Despite recent reforms to the Company Law (9901/2008), which regulates commercial companies, some aspects of the law still need to be developed by doctrine and jurisprudence. According to the Company Law, in limited liability companies a general meeting of shareholders is convened by the administrator or, in specific cases as indicated by the law, it may be convened by the shareholders.

In order to protect minority shareholders' rights, the Company Law provides that shareholders holding at least 5% of the total voting rights (or less if indicated in the bylaws) may, on written request to the administrator, ask that the general meeting be convened or that specific issues be included in the next meeting's agenda. Refusal of the request by the administrator entitles the shareholders to convene the general meeting and discuss the proposed agenda. In addition, failure of the administrator to accommodate the minority shareholders' request within 15 days entitles them to file suit with the court for breach of fiduciary duties, and to ask the company to acquire their participation in the share capital.

The Company Law contains no provisions regarding the situation where the administrator can no longer perform his or her duties, in particular due to death or disability. Given that the mechanism for convening the general meeting pertains exclusively to the administrator, failure or refusal by the latter to convene the meeting causes an 'administrative gap' that might affect the company's business activity, given that no new administrator may be appointed for as long as the meeting of shareholders does not take place.

In these circumstances, in the absence of an interpretation by the Albanian courts, in order to resolve the impasse created, the adoption of the mechanisms provided by the Company Law becomes necessary. As a first option, reference should be made to the mechanism in Article 83(2) of the Company Law, which provides that resolutions of the shareholders' meeting are valid even if the procedures for convening the meeting are not observed, provided that all shareholders agree to adopt the resolutions despite the irregularity.

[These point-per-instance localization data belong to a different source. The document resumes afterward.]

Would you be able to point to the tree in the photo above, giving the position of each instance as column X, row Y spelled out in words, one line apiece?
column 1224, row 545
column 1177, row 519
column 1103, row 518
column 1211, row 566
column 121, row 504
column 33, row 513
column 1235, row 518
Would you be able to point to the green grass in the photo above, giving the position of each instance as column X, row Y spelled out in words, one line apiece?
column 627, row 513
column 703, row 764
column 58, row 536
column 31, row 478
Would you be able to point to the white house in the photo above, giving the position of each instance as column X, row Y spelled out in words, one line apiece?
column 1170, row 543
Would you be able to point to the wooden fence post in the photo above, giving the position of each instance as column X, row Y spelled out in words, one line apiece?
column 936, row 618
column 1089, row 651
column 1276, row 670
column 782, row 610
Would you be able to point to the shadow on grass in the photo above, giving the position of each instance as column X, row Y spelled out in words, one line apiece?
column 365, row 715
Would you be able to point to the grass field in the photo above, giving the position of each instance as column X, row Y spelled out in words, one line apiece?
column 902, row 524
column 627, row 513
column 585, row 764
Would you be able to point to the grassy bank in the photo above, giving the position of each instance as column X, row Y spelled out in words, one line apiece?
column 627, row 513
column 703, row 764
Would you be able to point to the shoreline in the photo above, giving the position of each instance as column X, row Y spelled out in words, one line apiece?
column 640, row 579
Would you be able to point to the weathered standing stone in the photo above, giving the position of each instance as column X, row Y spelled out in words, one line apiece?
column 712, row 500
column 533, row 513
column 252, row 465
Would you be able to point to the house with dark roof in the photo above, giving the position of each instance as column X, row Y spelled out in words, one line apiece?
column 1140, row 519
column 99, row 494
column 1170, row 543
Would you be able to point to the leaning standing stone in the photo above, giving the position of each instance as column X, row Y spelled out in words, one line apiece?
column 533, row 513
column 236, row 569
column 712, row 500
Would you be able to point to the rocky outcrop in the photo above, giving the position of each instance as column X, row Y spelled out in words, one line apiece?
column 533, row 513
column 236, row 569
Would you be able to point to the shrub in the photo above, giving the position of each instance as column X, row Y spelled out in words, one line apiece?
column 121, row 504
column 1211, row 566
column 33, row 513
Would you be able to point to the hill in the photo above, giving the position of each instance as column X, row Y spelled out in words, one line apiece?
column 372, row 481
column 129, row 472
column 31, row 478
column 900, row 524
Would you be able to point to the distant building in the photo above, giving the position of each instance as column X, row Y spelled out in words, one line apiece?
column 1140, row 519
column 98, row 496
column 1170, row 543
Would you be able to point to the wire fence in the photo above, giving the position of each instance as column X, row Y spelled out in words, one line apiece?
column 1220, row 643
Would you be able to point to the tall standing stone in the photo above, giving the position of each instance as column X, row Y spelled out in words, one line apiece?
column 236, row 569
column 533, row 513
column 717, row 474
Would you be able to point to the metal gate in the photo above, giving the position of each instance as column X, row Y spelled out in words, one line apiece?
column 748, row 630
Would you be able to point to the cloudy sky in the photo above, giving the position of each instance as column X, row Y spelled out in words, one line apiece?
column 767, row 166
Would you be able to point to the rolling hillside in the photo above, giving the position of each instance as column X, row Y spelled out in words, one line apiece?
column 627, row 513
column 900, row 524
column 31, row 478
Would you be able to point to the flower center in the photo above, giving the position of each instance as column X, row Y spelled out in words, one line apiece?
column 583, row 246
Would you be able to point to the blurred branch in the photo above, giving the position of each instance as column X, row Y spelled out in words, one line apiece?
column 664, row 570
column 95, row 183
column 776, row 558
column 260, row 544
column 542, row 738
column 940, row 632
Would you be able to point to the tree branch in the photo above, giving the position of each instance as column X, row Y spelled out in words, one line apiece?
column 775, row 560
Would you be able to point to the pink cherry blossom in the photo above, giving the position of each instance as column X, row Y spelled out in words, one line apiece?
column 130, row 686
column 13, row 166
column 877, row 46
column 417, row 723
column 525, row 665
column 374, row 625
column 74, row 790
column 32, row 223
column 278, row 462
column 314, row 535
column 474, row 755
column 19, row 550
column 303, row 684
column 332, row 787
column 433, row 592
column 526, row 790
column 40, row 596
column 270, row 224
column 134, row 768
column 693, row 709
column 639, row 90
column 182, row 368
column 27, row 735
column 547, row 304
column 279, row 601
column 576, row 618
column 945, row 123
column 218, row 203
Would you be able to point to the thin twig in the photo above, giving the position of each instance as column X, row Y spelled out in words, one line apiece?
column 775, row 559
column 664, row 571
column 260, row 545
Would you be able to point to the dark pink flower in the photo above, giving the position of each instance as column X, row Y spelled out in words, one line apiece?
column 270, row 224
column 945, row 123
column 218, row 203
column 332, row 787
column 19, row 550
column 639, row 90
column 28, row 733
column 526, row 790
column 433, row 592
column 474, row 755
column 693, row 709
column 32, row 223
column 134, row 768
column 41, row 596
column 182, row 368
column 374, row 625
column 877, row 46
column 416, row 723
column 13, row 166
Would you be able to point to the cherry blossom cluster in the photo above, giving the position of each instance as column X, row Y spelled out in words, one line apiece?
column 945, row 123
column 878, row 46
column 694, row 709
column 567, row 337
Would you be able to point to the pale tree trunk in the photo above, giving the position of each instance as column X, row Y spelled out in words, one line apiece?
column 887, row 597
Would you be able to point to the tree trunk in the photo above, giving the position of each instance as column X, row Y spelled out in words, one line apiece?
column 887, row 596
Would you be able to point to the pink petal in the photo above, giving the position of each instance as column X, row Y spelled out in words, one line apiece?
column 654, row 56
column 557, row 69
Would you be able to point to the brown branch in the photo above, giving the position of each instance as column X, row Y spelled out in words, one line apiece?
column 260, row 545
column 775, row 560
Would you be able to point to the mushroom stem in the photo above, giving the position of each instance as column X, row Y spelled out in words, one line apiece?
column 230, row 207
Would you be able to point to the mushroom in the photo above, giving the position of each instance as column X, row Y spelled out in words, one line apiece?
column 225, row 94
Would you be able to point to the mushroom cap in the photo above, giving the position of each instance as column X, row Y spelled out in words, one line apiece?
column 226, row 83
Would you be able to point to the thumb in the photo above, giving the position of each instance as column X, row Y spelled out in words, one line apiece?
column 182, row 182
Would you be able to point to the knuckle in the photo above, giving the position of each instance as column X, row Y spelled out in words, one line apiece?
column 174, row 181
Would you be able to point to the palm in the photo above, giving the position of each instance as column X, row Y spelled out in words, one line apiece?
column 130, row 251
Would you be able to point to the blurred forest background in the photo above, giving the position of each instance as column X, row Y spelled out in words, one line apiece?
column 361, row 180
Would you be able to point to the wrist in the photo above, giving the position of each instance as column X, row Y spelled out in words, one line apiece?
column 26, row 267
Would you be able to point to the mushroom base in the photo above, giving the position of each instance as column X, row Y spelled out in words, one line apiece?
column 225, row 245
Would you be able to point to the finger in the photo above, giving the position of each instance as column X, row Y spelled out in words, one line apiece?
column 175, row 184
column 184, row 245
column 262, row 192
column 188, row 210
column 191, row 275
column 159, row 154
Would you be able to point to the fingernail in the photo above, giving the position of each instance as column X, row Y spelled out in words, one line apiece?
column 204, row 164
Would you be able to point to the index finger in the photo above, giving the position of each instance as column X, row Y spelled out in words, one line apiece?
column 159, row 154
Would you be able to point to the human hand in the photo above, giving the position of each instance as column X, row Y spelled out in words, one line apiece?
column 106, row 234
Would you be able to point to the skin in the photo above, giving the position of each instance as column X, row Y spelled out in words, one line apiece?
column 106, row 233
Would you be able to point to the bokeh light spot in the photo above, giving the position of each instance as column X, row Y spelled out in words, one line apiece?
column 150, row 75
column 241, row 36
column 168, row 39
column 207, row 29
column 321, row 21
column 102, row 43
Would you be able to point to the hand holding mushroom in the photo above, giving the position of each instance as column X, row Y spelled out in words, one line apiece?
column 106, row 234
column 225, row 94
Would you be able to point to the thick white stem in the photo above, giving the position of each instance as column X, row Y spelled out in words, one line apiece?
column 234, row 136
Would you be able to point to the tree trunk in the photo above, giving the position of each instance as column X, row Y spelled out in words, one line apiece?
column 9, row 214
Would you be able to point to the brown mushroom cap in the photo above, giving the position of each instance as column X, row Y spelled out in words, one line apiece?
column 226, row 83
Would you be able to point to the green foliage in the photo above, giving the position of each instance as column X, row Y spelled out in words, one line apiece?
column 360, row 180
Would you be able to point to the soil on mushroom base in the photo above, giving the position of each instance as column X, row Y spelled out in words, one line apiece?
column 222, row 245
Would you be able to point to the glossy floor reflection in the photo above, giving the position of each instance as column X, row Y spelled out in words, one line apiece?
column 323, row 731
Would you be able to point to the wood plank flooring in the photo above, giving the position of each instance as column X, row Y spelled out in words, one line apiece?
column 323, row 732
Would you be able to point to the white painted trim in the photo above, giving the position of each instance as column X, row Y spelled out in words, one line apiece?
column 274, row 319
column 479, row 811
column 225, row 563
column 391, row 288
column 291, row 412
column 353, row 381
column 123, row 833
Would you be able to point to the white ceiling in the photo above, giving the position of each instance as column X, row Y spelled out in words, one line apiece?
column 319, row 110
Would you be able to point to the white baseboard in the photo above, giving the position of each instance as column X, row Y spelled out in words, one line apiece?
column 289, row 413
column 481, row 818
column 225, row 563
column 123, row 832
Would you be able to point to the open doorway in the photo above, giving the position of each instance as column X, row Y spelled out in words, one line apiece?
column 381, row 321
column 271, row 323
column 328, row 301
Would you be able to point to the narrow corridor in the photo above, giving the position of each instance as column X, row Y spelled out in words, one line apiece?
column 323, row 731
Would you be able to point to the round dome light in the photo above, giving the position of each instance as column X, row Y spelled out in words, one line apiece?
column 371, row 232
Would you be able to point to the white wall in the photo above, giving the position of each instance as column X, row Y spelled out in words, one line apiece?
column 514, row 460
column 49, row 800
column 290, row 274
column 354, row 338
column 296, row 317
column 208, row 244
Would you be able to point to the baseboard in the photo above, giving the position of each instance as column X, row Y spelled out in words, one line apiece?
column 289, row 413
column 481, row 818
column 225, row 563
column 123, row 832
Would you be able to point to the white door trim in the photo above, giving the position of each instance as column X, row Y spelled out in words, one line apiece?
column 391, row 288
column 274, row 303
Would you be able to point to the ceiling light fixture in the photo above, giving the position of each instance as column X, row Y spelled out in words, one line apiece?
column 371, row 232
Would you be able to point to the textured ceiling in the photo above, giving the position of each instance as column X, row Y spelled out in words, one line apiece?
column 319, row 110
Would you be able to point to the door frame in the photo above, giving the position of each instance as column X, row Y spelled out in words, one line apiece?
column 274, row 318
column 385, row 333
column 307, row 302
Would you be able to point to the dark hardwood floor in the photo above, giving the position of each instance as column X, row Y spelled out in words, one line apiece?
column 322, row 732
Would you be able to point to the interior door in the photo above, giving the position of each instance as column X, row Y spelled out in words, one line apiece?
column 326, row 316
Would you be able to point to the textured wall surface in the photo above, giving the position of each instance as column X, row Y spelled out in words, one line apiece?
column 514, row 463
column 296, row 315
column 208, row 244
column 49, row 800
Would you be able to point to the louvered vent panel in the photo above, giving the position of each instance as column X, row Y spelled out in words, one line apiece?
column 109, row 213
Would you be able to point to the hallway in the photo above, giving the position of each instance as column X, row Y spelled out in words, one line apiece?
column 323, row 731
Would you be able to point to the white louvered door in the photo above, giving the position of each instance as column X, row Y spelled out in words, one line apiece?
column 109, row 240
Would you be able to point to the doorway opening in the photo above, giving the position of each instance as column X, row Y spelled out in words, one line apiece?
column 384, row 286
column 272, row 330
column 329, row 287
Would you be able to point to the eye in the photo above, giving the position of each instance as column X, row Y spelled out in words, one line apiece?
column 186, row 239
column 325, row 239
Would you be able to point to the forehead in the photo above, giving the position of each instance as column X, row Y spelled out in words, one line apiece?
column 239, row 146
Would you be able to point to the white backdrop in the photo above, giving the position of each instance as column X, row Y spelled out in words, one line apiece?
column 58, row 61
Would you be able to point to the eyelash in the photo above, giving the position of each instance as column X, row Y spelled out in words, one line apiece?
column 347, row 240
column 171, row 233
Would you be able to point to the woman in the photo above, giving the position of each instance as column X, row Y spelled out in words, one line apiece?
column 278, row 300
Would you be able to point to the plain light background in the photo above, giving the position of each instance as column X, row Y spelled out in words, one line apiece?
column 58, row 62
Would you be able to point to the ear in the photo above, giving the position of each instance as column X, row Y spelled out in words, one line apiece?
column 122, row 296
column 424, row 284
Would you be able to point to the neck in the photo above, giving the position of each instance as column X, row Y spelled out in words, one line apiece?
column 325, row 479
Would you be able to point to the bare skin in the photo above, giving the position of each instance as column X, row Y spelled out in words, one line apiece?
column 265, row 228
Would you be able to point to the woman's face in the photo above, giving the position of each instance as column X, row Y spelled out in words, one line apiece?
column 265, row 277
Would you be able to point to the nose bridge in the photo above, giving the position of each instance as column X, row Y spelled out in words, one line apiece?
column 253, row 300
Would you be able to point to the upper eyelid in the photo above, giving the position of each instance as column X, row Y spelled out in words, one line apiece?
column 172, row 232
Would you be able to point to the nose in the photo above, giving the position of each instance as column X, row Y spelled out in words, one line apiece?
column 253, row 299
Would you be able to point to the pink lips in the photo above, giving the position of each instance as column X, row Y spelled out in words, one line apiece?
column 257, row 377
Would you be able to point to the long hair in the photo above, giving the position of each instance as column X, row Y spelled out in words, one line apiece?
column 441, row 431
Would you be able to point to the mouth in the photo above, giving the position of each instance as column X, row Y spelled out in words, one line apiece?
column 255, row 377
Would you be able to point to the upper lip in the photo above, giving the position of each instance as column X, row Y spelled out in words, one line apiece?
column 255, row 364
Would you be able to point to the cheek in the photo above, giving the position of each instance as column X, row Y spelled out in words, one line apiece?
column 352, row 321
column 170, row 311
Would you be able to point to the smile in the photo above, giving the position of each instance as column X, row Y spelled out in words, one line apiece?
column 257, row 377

Although notification of the shareholders' meeting is part of the duties of the administrator, the shareholders can move forward by meeting and agreeing on the adoption of the resolution to appoint a new administrator. In practice, this action will present no difficulties, given that in Albania limited liability companies do not usually have numerous shareholders.

The other option is that minority shareholders (ie, 5% or less) can act as if their request to convene the meeting was refused by the administrator, and go ahead with convening the meeting and adopting resolutions on the appointment of a new administrator. Hypothetically this strategy could be challenged before the courts by any interested party, given that in order to proceed with convening the meeting by minority shareholders, the administrator's refusal is required.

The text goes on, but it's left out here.